As for nuclear energy, I have a hard time imagining any scenario that can lump “radioactive waste” and “clean” in the same sentence. There’s a reason no state wants to become a repository for the waste from nuclear power plants: they can’t guarantee it won’t eventually make its way into our air, water, and soil — or be stolen by terrorists and converted into a bomb.
Now, to be fair, the president did strongly endorse renewable energy:
“We know the country that harnesses the power of clean, renewable energy will lead the 21st century,” he said, noting that “Thanks to our recovery plan, we will double this nation’s supply of renewable energy in the next three years.”
I applaud the Administration’s commitment to “put Americans to work making our homes and buildings more efficient so that we can save billions of dollars on our energy bill.” Likewise, I support his decision to “invest fifteen billion dollars a year to develop technologies like wind power and solar power… and more fuel-efficient cars and trucks built right here in America.”

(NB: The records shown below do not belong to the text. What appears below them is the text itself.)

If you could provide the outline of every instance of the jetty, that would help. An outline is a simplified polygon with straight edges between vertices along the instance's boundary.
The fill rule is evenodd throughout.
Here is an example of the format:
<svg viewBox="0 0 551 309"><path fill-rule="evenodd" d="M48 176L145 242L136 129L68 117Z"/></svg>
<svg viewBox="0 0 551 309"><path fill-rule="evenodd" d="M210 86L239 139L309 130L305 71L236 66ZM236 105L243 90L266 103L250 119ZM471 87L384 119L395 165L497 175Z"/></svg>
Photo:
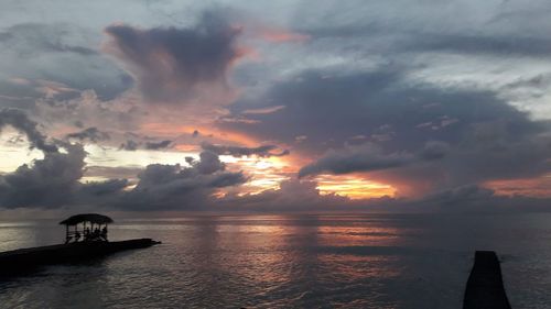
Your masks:
<svg viewBox="0 0 551 309"><path fill-rule="evenodd" d="M161 243L152 239L110 242L107 238L108 223L112 220L102 214L73 216L60 222L66 225L64 244L0 252L0 276L30 273L44 265L80 263Z"/></svg>
<svg viewBox="0 0 551 309"><path fill-rule="evenodd" d="M499 260L494 251L477 251L463 299L463 309L511 309Z"/></svg>

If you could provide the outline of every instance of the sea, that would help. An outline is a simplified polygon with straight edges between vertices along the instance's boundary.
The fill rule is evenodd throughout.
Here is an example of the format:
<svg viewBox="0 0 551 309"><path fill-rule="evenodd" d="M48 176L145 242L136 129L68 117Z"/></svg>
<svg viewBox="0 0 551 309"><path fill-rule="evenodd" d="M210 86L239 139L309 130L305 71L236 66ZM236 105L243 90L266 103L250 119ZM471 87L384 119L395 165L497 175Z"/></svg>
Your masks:
<svg viewBox="0 0 551 309"><path fill-rule="evenodd" d="M143 216L145 217L145 214ZM162 244L0 279L0 308L462 308L476 250L512 308L551 308L551 214L115 218ZM61 243L58 220L1 221L0 251Z"/></svg>

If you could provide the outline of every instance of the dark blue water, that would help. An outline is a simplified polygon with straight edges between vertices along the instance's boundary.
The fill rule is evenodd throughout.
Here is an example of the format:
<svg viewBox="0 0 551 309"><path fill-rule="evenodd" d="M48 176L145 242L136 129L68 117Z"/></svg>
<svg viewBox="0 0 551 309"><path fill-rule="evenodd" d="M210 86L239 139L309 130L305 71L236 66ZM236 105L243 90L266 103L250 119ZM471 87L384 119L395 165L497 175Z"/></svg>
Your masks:
<svg viewBox="0 0 551 309"><path fill-rule="evenodd" d="M550 214L116 218L162 245L0 283L1 308L461 308L474 250L496 250L514 308L551 307ZM0 251L58 243L0 222Z"/></svg>

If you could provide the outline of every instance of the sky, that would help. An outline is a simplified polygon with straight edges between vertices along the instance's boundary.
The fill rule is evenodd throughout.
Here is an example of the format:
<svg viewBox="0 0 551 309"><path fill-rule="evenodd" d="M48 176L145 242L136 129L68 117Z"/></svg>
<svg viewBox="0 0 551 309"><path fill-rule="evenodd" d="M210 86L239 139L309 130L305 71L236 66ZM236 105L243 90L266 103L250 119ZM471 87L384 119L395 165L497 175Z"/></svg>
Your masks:
<svg viewBox="0 0 551 309"><path fill-rule="evenodd" d="M547 211L549 1L2 1L0 212Z"/></svg>

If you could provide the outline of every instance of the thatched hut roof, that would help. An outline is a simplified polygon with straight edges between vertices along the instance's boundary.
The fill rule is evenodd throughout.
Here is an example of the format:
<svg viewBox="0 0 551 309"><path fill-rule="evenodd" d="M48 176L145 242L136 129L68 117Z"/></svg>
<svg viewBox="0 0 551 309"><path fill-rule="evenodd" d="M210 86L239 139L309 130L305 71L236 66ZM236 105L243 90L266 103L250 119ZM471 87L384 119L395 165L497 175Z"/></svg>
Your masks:
<svg viewBox="0 0 551 309"><path fill-rule="evenodd" d="M104 216L104 214L98 214L98 213L80 213L76 216L72 216L62 222L60 224L64 225L76 225L82 222L90 222L90 223L96 223L96 224L106 224L106 223L112 223L112 219Z"/></svg>

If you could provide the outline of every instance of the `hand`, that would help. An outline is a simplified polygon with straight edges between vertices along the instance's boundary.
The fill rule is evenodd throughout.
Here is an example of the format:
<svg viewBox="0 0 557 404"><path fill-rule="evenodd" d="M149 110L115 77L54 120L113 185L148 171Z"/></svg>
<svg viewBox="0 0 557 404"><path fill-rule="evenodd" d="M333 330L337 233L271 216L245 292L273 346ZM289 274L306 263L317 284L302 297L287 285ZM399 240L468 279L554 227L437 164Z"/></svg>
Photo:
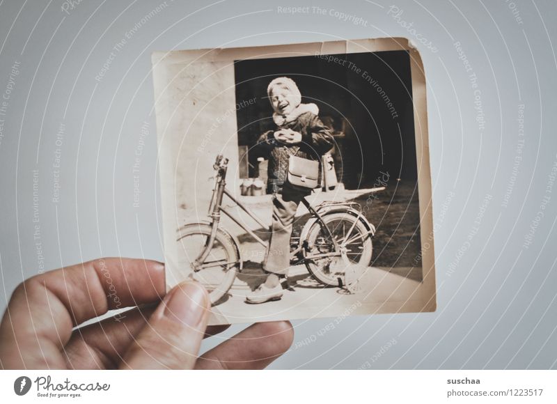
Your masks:
<svg viewBox="0 0 557 404"><path fill-rule="evenodd" d="M301 142L301 134L292 129L281 129L274 132L274 138L285 144L298 144Z"/></svg>
<svg viewBox="0 0 557 404"><path fill-rule="evenodd" d="M0 325L0 365L262 368L292 343L290 323L254 324L198 357L202 339L228 326L207 327L210 304L199 283L180 283L166 296L165 288L163 264L130 258L95 260L27 279L16 288ZM108 310L137 305L72 331Z"/></svg>

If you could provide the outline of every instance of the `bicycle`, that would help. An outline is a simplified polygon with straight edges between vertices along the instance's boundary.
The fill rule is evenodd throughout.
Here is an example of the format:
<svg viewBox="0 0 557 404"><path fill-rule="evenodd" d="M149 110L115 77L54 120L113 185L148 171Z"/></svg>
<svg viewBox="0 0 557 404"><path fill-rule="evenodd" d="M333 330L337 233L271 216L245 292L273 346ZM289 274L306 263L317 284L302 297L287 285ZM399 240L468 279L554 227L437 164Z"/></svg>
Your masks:
<svg viewBox="0 0 557 404"><path fill-rule="evenodd" d="M221 214L268 247L253 229L223 206L226 195L261 227L269 227L226 189L228 163L228 159L219 155L213 164L217 175L209 206L210 219L187 224L178 230L177 241L186 256L195 257L189 262L190 277L207 289L213 305L228 292L244 262L237 238L220 226ZM298 240L291 239L291 262L296 260L297 264L305 264L311 276L324 286L345 287L345 271L350 264L367 267L371 261L375 226L366 219L361 205L353 201L325 201L314 208L304 198L302 203L311 217Z"/></svg>

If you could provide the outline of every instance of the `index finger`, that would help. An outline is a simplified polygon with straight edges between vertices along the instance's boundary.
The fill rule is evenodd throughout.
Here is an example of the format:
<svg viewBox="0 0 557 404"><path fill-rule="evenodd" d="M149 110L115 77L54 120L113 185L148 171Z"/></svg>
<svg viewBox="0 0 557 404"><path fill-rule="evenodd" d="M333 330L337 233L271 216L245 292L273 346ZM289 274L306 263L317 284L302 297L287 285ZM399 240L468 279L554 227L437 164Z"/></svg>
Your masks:
<svg viewBox="0 0 557 404"><path fill-rule="evenodd" d="M64 367L60 350L74 326L155 301L165 290L164 265L141 259L101 258L30 278L16 288L0 325L2 366Z"/></svg>

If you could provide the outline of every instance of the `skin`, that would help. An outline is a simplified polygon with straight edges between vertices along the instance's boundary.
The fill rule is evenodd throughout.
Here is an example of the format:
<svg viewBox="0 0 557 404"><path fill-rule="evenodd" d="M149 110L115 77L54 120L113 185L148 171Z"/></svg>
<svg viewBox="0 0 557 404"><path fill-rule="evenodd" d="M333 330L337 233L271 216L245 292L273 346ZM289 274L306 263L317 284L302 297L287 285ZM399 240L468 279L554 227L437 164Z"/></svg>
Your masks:
<svg viewBox="0 0 557 404"><path fill-rule="evenodd" d="M157 261L104 258L37 275L14 292L0 325L4 369L260 369L292 343L288 322L254 324L202 356L210 304L199 283L165 292ZM85 327L118 307L135 306Z"/></svg>
<svg viewBox="0 0 557 404"><path fill-rule="evenodd" d="M288 115L297 106L298 100L288 88L275 86L269 93L271 105L276 114ZM301 134L291 129L281 129L274 132L274 138L285 144L297 144L301 141Z"/></svg>
<svg viewBox="0 0 557 404"><path fill-rule="evenodd" d="M286 88L276 86L271 90L269 98L273 109L280 115L288 115L297 107L296 95ZM279 129L274 134L277 141L284 144L294 145L301 142L301 134L292 129ZM269 274L264 284L266 288L276 288L280 281L278 275Z"/></svg>

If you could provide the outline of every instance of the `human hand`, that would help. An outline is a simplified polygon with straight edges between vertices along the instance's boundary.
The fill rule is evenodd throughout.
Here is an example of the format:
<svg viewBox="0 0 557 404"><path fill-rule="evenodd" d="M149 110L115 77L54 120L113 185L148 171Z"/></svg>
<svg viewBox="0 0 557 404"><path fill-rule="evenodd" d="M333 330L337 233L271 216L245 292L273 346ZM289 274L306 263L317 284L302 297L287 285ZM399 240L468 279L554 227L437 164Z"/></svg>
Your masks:
<svg viewBox="0 0 557 404"><path fill-rule="evenodd" d="M301 141L301 134L292 129L281 129L274 132L274 138L286 144L297 144Z"/></svg>
<svg viewBox="0 0 557 404"><path fill-rule="evenodd" d="M198 357L202 339L228 326L207 327L210 304L199 283L180 283L166 296L165 288L164 265L140 259L99 259L33 277L16 288L0 325L0 365L262 368L292 343L290 323L258 323ZM138 305L72 329L108 310Z"/></svg>

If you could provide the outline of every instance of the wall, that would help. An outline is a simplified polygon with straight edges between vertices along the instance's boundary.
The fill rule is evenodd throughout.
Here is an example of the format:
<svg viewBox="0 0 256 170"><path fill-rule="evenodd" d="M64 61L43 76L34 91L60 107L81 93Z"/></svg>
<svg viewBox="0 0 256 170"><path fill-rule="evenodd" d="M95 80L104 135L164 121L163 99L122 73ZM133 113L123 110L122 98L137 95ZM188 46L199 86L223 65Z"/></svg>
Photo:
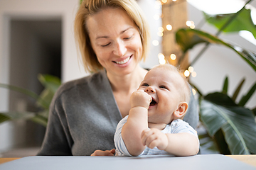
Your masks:
<svg viewBox="0 0 256 170"><path fill-rule="evenodd" d="M189 20L195 22L196 28L203 20L203 13L191 5L188 5L188 10ZM207 23L203 24L201 29L213 35L218 31ZM220 38L255 52L255 45L240 37L238 33L222 33ZM202 47L203 46L198 45L190 50L191 61L195 58ZM203 94L217 91L220 91L226 76L229 78L228 94L230 96L233 95L240 81L245 78L244 86L238 96L238 100L242 95L247 93L252 86L256 83L255 71L233 51L220 45L210 45L193 67L197 76L195 78L191 77L191 81L199 87ZM255 101L256 93L251 97L246 106L250 108L255 108Z"/></svg>
<svg viewBox="0 0 256 170"><path fill-rule="evenodd" d="M73 20L79 5L78 0L1 0L0 1L0 82L9 84L10 55L11 19L53 19L61 18L62 77L63 81L86 75L80 69L73 31ZM8 110L9 92L0 89L0 111ZM14 142L10 135L14 126L11 123L0 125L0 152L12 147Z"/></svg>

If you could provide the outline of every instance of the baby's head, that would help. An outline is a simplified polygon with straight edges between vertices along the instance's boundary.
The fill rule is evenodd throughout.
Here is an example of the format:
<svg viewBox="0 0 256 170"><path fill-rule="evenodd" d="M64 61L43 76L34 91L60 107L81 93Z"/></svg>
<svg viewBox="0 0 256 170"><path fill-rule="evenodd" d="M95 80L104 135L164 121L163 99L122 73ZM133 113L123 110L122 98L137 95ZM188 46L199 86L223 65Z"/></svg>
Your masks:
<svg viewBox="0 0 256 170"><path fill-rule="evenodd" d="M180 101L186 101L186 103L189 103L191 98L191 90L188 83L188 80L186 77L183 74L183 70L177 68L176 67L171 64L159 64L154 67L150 70L154 69L160 69L162 70L162 74L174 74L177 76L178 79L166 79L165 81L176 81L177 84L179 84L177 90L180 94Z"/></svg>
<svg viewBox="0 0 256 170"><path fill-rule="evenodd" d="M157 65L146 74L139 89L152 97L149 120L170 123L183 118L188 107L190 88L181 72L171 64Z"/></svg>

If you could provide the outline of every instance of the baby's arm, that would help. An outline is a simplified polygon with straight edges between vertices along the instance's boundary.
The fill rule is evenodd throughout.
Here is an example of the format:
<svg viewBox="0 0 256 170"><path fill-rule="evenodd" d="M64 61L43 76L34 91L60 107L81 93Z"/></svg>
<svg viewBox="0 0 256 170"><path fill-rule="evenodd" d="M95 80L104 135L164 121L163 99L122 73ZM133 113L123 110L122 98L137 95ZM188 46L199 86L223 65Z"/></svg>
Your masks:
<svg viewBox="0 0 256 170"><path fill-rule="evenodd" d="M145 149L142 143L141 134L148 128L148 108L151 97L143 90L137 90L130 98L131 110L127 122L122 130L122 137L129 153L133 156L140 154Z"/></svg>
<svg viewBox="0 0 256 170"><path fill-rule="evenodd" d="M165 134L152 128L144 130L142 139L143 144L148 147L156 147L176 156L195 155L199 150L198 138L188 132Z"/></svg>

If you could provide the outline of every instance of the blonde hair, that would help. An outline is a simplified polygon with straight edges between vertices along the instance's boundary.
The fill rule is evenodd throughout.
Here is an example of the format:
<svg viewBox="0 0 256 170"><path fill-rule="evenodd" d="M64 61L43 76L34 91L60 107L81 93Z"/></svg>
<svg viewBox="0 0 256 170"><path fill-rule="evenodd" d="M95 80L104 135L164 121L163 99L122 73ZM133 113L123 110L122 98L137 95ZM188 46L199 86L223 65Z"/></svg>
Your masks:
<svg viewBox="0 0 256 170"><path fill-rule="evenodd" d="M141 60L145 61L149 50L149 26L143 12L134 0L84 0L75 18L75 38L78 44L85 71L97 72L103 69L90 44L86 20L106 8L121 8L138 28L142 43Z"/></svg>
<svg viewBox="0 0 256 170"><path fill-rule="evenodd" d="M159 65L154 67L152 69L154 69L154 68L166 69L167 70L169 70L171 72L176 73L181 76L181 77L183 80L183 81L182 81L182 82L180 82L181 84L181 85L183 85L183 86L181 86L181 89L179 91L180 94L181 94L181 101L186 101L188 104L190 98L191 98L191 89L189 87L188 80L187 80L186 77L184 76L183 70L178 67L176 67L174 65L169 64L159 64ZM184 87L184 89L181 89L181 87Z"/></svg>

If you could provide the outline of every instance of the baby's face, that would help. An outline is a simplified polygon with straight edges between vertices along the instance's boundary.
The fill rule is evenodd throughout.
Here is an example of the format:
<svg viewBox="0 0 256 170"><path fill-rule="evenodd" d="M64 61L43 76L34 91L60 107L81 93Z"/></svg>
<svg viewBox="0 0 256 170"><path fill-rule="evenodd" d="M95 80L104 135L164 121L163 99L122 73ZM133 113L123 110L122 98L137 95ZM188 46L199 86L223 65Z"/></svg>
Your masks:
<svg viewBox="0 0 256 170"><path fill-rule="evenodd" d="M183 81L176 72L163 68L154 68L145 76L139 89L152 97L149 108L149 122L169 123L173 113L178 108L180 89Z"/></svg>

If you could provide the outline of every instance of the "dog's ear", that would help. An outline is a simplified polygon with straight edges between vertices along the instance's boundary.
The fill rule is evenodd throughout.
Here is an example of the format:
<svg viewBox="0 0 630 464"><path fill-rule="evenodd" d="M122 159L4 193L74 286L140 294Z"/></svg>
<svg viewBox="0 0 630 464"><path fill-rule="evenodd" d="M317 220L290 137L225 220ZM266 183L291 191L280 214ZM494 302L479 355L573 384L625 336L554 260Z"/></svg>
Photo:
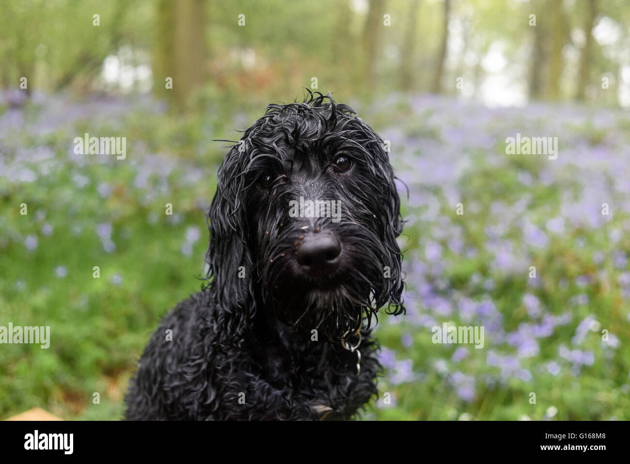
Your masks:
<svg viewBox="0 0 630 464"><path fill-rule="evenodd" d="M386 160L385 174L387 177L388 187L386 192L387 195L387 223L384 224L384 241L389 251L389 262L391 272L389 278L387 279L388 287L386 294L388 296L389 308L387 312L391 314L403 314L404 306L403 305L403 290L404 284L403 281L401 265L403 263L403 253L400 246L396 241L398 236L403 231L403 221L400 213L400 197L396 185L396 177L394 170L389 164L389 155L385 149L382 149L382 155Z"/></svg>
<svg viewBox="0 0 630 464"><path fill-rule="evenodd" d="M249 245L247 216L243 201L249 157L241 144L232 147L217 174L217 192L208 210L210 243L205 260L207 279L221 305L236 318L231 329L240 332L251 322L256 304L252 285L253 257Z"/></svg>

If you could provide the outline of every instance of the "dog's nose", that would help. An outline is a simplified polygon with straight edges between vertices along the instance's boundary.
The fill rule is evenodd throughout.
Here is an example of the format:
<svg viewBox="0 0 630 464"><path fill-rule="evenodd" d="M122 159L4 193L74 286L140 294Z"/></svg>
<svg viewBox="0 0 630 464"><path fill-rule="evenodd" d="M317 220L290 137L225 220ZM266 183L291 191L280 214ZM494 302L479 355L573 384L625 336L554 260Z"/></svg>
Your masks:
<svg viewBox="0 0 630 464"><path fill-rule="evenodd" d="M329 235L316 234L306 239L297 248L296 258L301 265L316 272L330 272L336 269L341 252L339 241Z"/></svg>

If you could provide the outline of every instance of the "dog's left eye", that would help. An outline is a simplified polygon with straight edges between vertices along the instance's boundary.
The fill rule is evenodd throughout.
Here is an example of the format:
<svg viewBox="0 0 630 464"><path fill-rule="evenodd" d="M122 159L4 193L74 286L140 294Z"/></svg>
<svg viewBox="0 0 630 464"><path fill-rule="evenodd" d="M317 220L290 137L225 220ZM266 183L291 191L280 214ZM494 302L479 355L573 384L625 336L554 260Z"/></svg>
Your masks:
<svg viewBox="0 0 630 464"><path fill-rule="evenodd" d="M345 154L340 154L335 158L333 165L337 172L345 172L352 166L352 161Z"/></svg>
<svg viewBox="0 0 630 464"><path fill-rule="evenodd" d="M266 190L271 190L271 188L273 187L273 176L266 172L260 177L258 185Z"/></svg>

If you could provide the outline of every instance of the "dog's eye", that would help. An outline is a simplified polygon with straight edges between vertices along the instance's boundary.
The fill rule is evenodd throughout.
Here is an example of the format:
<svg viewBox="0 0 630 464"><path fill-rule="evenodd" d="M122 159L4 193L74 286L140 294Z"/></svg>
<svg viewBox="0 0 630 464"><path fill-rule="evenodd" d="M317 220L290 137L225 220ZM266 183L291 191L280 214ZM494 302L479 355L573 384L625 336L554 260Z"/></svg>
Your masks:
<svg viewBox="0 0 630 464"><path fill-rule="evenodd" d="M264 188L266 190L271 190L271 188L273 187L273 176L266 172L260 177L258 185L260 185L261 188Z"/></svg>
<svg viewBox="0 0 630 464"><path fill-rule="evenodd" d="M345 154L340 154L335 158L334 166L337 172L345 172L352 166L352 161Z"/></svg>

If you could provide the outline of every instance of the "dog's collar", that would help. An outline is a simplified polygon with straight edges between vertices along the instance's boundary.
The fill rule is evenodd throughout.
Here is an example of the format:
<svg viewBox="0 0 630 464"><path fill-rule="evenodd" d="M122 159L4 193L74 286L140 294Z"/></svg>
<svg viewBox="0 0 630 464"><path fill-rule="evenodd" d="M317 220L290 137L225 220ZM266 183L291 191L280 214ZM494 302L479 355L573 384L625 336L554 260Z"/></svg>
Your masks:
<svg viewBox="0 0 630 464"><path fill-rule="evenodd" d="M358 341L357 342L357 344L350 345L348 344L348 340L351 337L354 337L355 335L358 335ZM357 375L361 373L361 352L358 351L358 347L361 344L361 341L363 337L361 336L361 327L357 328L354 332L350 334L350 330L347 330L345 334L341 337L341 346L343 347L343 349L350 351L351 353L357 352Z"/></svg>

But rather than link these winning strategies to losers like coal, oil and nuclear, why not expand his vision for our future to include cost-effective and non-polluting options like mass transit, telecommuting, and stricter building standards to reduce energy demand from space heating and lighting?
If we want an energy future we can believe in, that future cannot continue to depend on fossil fuels and nuclear energy.
President Obama said it best: “If we confront without fear the challenges of our time and summon that enduring spirit of an America that does not quit, then someday years from now our children can tell their children that this was the time when we performed, in the words that are carved into this very chamber, “something worthy to be remembered.”